M. Henri de Raincourt. C’est vrai !
M. Didier Robert. Qui plus est, vous avez choisi la stratégie du passage en force en engageant la procédure accélérée sur un texte qui, comme toute loi de programmation digne de ce nom, aurait pourtant mérité un débat en profondeur auquel les représentants des territoires ultramarins auraient dû se voir pleinement associés. Au lieu de cela, nous voilà face à une loi fourre-tout, bricolée à la hâte, qui a enflé sans aucune cohérence lors de son passage à l’Assemblée nationale, et qui voudrait traiter de tous les sujets sans en résoudre aucun. Plus grave encore, la plupart de ses dispositions ne sont assorties d’aucune étude d’impact et n’ont fait l’objet d’aucune concertation préalable avec les acteurs des territoires.
Vous n’avez pas su tenir votre majorité à l’Assemblée nationale, madame la ministre ; vous avez assurément manqué de méthodologie et de pédagogie, et le résultat en est cet OVNI législatif qui ne convainc personne, à part peut-être vous-même.
Sur le fond, cette méthode s’explique tout simplement par le fait que ce texte ne constitue en rien une loi de programmation. Au demeurant, c’est peut-être une bonne chose, car cette notion d’égalité réelle que vous brandissez comme la solution étendard à tous nos problèmes n’est en réalité adaptée ni à la situation ni aux aspirations des territoires ultramarins.
Sans doute l’ignorez-vous, les Français d’outre-mer n’aspirent nullement à l’assimilation parfaite avec leurs concitoyens hexagonaux. Nos collègues de Nouvelle-Calédonie, de Polynésie ou encore des régions ultrapériphériques de l’océan Indien et des Antilles, pour ne citer qu’eux, insistent pourtant suffisamment régulièrement sur la reconnaissance et le respect de leurs singularités à la fois historiques, culturelles et géostratégiques pour que nous en soyons tous bien conscients.
Sur l’identité de la France, Fernand Braudel avait une formule admirable que je veux reprendre ici : « La France se nomme diversité. » Pour ma part, c’est cette France-là à laquelle je crois.
M. Hubert Falco. Très bien !
M. Didier Robert.

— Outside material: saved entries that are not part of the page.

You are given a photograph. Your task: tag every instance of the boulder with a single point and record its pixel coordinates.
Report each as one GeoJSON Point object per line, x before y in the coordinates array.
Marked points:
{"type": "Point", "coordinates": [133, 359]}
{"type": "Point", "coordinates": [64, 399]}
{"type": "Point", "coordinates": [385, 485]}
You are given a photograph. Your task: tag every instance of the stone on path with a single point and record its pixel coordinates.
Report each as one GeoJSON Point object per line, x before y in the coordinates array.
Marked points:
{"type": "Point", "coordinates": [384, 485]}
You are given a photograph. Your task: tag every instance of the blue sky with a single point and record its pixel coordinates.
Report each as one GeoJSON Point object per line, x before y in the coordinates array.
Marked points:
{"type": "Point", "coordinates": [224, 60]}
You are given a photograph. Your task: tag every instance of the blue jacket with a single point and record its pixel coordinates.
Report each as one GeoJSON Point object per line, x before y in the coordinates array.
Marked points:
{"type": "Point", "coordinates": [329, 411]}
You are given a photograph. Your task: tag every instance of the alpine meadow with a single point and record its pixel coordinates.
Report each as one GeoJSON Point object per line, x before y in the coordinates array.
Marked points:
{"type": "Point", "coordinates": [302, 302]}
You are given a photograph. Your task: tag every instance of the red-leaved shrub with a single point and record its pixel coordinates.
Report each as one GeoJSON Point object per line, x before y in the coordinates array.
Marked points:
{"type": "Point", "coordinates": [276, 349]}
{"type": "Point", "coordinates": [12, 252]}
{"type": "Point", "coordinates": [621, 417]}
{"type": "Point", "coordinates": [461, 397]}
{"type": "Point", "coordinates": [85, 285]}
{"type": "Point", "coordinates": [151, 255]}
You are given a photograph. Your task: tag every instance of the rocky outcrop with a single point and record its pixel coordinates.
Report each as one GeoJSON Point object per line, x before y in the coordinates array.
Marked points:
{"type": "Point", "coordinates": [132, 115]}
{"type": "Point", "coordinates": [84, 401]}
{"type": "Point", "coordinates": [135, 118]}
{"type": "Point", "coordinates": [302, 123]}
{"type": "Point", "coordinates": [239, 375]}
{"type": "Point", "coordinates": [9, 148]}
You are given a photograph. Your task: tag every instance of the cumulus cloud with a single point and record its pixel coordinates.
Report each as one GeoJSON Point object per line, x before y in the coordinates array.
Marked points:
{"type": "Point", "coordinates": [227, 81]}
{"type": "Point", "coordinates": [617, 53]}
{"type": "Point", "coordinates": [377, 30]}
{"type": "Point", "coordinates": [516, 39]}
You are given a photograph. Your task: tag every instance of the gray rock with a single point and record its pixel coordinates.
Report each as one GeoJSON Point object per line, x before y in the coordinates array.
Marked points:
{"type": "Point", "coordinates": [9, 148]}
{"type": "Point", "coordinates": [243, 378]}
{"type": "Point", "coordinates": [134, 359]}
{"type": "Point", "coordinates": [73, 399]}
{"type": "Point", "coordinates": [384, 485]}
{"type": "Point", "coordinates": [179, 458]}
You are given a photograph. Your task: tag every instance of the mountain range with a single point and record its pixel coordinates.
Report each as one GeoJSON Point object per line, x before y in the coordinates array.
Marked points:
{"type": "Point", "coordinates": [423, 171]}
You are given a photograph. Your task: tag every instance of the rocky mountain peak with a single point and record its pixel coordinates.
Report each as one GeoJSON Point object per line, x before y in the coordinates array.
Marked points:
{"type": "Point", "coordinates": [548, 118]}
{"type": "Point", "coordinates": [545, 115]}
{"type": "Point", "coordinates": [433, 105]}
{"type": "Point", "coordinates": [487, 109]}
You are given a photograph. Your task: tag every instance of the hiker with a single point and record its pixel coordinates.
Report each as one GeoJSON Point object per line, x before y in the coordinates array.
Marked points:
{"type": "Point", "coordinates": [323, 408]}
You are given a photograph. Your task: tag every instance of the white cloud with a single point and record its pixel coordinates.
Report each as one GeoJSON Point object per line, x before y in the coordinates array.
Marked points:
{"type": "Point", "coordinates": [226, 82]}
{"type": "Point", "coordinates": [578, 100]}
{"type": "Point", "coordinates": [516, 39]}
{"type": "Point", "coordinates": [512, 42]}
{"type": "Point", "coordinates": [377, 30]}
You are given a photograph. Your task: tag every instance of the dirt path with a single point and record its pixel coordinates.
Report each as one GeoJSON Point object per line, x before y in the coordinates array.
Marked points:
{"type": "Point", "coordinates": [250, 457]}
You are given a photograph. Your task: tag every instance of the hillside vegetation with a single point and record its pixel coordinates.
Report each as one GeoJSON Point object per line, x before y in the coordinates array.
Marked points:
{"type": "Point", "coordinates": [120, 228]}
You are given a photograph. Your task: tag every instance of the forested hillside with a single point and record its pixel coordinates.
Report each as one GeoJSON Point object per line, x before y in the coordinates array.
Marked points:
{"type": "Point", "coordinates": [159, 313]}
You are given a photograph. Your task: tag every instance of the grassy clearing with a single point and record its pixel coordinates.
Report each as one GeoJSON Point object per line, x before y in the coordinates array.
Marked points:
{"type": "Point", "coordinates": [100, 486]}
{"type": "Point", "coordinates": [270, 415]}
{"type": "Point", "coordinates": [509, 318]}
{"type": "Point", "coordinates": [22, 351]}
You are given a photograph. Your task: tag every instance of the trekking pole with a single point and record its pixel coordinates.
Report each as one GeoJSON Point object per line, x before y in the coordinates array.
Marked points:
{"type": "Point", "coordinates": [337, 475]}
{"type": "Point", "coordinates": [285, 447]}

Je passe sur le caractère très problématique de la notion même d’égalité réelle, qui a été excellemment souligné par mes collègues rapporteurs de la commission des affaires sociales et de la commission des lois. J’y ajoute simplement que cette passion de l’égalité, qui vire ici à l’idéologie égalitariste, avait déjà été dénoncée par Montesquieu et Tocqueville comme l’un des plus grands dangers pour la démocratie… Sans doute vaudrait-il mieux retenir cette leçon que de manier des concepts creux et définir des objectifs inatteignables.
Sans nul doute, des efforts de rattrapage et d’ajustement sont encore à réaliser sur certains sujets pour les outre-mer, bien sûr, comme pour certains territoires métropolitains. C’est incontestable. Je pourrais citer ici l’accès pour le plus grand nombre à des écoles d’excellence et à des filières de formation de qualité, encore trop souvent réservées de fait aux jeunes de l’Hexagone et des grandes villes. Je pourrais citer encore l’accès démocratisé à toutes les chaînes de télévision nationales dans tous les territoires ultramarins. Je pourrais citer aussi la nécessité d’imposer plus de justice et d’équité dans la préparation aux concours, quel que soit le lieu de résidence. Je pourrais citer, enfin, l’opportunité réelle que l’on doit à chacun de pouvoir à un moment de son parcours professionnel regagner sa ville, son île, son territoire.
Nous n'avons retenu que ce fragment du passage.